Lower Silesian Regional Railways
- Native name: Dolnośląskie Koleje Regionalne
- Type: Private
- Industry: Rail transport
- Founded: 2002
- Defunct: 2006
- Successor: Lower Silesian Railways
- Area served: Lower Silesia

= Lower Silesian Regional Railways =

Short-lived heritage rail operator in Poland

Lower Silesian Regional Railways (Dolnośląskie Koleje Regionalne; DKR) was a short-lived privately-owned rail operator intended to serve the Lower Silesian Voivodeship of Poland. Founded in 2002, its aim was to reopen and serve disused railway lines in Lower Silesia, operating as a heritage railway in hopes of preventing the future closure of other lines. The company was succeeded by the state-owned rail operator, Lower Silesian Railways, in 2008.

== History ==
Lower Silesian Regional Railways (DKR) was founded in 2002, as one of the first privately owned rail operators in Poland after Polish State Railways's (PKP) restructuring the year prior. The aim of DKR was to reopen and serve railway lines that had been previously closed by PKP in the 1990s, specifically in Lower Silesia. DKR hoped that this would result in preventing further closure of railway lines by PKP.

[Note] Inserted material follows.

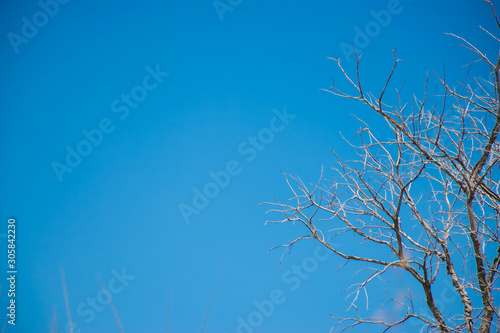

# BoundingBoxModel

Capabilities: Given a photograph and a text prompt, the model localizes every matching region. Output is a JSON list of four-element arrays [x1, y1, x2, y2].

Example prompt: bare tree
[[267, 0, 500, 332]]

DKR leased its first line from PKP, the Wrocław–Trzebnica railway in 2002, which closed to passenger services in 1991, operating freight trains until 1999. Despite the line's closure, it had not been dismantled, just in poor condition. At the same time, DKR purchased two 102A DKR Ryflaki carriages and leased a diesel shunting locomotive to operate its services as heritage railway. DKR restored the railway for basic operation, and announced in February 2005 that passenger services will soon commence. However, on 10 February, just over a week prior to the scheduled reopening ceremony on 18 February, around 20 m of track of the line was stolen. The tracks were replaced in late February, however, despite the repair, on 9 March, Polskie Linie Kolejowe (PLK) denied authorisation for DKR to operate the line after a safety concern was raised that DKR carriages stabled at Wrocław Zakrzów railway station may be illegally uncoupled from the locomotive with malicious intent, causing the carriages to roll down the Down line connecting to the main line, risking a collision with a passing freight train.

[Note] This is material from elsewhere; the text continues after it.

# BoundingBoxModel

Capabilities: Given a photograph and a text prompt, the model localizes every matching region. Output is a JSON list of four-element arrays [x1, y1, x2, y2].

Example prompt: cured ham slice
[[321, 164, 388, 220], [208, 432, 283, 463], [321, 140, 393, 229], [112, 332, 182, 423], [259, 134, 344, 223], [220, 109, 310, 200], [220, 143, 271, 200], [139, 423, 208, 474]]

After safety equipment was installed at the end of the line preventing any accidents, services commenced sometime in mid-2005. A farewell trip was held on 7 October 2006, when the last DKR train closed the Wrocław–Trzebnica railway once again, this was after PLK terminated the leasing contract after threatening to dismantle the line.

In December 2007, Lower Silesian Railways (KD) was founded, a rail operator also serving Lower Silesia but fully owned by the Lower Silesian Voivodeship. The following year, DKR entered a partnership with KD. As KD was still seeking rolling stock, the company leased the two 102A Ryflaki carriages from DKR, intending them to be used as reserved stock. The two carriages were transported to be stored at Miłkowice Depot, where they were extensively modernised and refurbished. Despite this, they were never used in regular services, and were kept at the depot until 2016, when they were purchased by Shortlines to operate on their seasonal routes.

In 2007, the Lower Silesian Voivodeship took over the Wrocław–Trzebnica railway in plans to reopen the line operating under KD. The line was rebuilt and extensively modernised between 2008 and 2009, reopening on 20 September 2009.